Looking ahead, 2014, the date of withdrawal of international troops, is likely to have consequences. ‘We came back from exile in neighbouring countries,’ says Ali Husseini, ‘to see that because of the foreign military’s presence, Afghans do tolerate each other to some extent. But if the troops withdraw, I am expecting a political crisis and some kind of anarchy.’

Ten years after 9’11, conditions for Afghan authors remain restless. While young filmmakers mostly dream of a festival screenings abroad, it seems their working conditions beyond 2014 will be once more uncertain and subject to fundamental change.
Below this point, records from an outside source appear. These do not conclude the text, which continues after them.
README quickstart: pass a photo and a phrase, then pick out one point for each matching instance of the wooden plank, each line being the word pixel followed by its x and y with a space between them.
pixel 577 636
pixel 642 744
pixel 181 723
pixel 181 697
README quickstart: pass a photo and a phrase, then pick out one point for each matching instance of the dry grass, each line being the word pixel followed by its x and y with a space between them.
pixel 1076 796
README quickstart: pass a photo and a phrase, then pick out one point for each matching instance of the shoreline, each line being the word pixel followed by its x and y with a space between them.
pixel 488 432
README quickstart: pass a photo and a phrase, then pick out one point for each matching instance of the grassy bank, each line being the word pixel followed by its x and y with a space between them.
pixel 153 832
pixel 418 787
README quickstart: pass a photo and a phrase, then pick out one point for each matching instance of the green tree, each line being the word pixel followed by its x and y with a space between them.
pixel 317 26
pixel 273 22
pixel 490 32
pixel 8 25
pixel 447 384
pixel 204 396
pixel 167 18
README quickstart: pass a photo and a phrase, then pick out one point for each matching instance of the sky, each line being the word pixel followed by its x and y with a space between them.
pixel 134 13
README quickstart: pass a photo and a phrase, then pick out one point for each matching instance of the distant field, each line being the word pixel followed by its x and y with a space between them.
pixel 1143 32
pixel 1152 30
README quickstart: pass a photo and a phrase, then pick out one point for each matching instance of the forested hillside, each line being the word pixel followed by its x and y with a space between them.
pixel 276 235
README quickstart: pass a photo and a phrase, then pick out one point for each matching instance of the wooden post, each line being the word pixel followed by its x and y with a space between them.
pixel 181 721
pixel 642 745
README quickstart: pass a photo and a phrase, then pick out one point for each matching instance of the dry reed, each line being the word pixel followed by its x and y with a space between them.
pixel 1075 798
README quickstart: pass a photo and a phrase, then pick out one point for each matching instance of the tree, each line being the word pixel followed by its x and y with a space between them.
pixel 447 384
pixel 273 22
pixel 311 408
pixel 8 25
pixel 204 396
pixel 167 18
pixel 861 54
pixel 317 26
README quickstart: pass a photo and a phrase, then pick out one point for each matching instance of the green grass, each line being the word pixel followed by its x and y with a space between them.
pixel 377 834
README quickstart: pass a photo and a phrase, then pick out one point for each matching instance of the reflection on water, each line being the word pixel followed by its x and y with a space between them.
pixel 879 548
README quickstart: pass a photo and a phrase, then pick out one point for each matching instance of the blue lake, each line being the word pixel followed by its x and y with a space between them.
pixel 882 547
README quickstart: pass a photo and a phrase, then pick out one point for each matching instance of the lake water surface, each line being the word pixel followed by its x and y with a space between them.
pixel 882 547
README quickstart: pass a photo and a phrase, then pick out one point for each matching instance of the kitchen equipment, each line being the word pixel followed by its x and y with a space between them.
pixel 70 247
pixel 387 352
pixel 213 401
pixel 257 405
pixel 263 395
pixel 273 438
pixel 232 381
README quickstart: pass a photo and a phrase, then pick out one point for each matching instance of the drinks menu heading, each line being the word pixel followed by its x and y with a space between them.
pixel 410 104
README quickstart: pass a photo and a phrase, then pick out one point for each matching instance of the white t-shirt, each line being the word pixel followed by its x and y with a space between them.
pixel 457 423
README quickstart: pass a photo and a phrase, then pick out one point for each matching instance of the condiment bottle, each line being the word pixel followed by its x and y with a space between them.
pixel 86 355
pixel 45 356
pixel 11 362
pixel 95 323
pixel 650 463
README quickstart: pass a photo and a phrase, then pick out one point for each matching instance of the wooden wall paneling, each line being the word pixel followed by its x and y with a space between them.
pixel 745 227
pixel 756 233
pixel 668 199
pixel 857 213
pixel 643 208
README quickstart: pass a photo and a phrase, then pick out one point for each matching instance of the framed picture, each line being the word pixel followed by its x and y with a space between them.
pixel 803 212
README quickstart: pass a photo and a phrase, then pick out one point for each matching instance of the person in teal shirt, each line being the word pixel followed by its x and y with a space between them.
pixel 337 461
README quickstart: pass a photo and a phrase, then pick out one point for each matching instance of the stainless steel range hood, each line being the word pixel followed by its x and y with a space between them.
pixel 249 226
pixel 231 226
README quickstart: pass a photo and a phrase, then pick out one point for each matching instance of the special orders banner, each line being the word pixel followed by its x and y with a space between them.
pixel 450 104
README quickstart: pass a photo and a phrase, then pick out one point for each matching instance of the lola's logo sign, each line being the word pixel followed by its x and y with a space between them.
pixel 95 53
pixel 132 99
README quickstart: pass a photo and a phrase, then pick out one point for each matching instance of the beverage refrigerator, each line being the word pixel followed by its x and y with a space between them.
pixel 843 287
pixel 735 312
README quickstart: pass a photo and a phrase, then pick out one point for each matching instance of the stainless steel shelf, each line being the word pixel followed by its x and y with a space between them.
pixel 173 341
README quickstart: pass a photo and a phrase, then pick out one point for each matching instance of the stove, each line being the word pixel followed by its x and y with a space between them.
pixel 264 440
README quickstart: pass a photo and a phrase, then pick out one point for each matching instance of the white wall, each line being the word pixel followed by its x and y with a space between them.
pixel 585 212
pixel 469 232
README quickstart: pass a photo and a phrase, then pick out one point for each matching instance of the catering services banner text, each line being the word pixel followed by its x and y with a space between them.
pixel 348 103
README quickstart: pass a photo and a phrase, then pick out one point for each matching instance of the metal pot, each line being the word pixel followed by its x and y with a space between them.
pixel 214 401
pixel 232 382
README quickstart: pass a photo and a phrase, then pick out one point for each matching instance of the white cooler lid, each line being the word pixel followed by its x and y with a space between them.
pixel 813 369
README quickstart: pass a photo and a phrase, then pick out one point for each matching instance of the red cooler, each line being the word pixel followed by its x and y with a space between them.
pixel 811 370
* The term ‘film industry’ for Afghanistan is not systematically used in this article, given the low level of investment and international co-production as compared to neighbouring Iran and international standards.

** I have tried in my own documentary ‘Generation Kunduz’, that recently premiered at the Montreal World Film Festival, to bridge that gap and give a picture of the ‘war of the others’, meaning the local population as Afghans are often go silenced in western news reports.

*** Barmak got a special permission for ‘Opium War’ to grow a poppy field in Baghlan province. Some German officers of the local PRT, he recalls, would come to him, trying to explain how he had to approach his own fellow tribal elders and maliks in the villages in order to best reach out to the local population.

**** Germany for example supports scholarships for scientific, technical or managerial subjects taught at university level, but has not provided scholarships for filmmakers so far.

****Martin Gerner is the author and producer of the feature documentary ‘Generation Kunduz – The war of the Ohters’ that recently premiered at Montreal World Film Festival. He is a freelance correspondent for Afghanistan for the German Radio, German national print media (Der Tagesspiegel, TAZ), Deutsche Welle and has also trained Afghan journalists for different Media INGOs.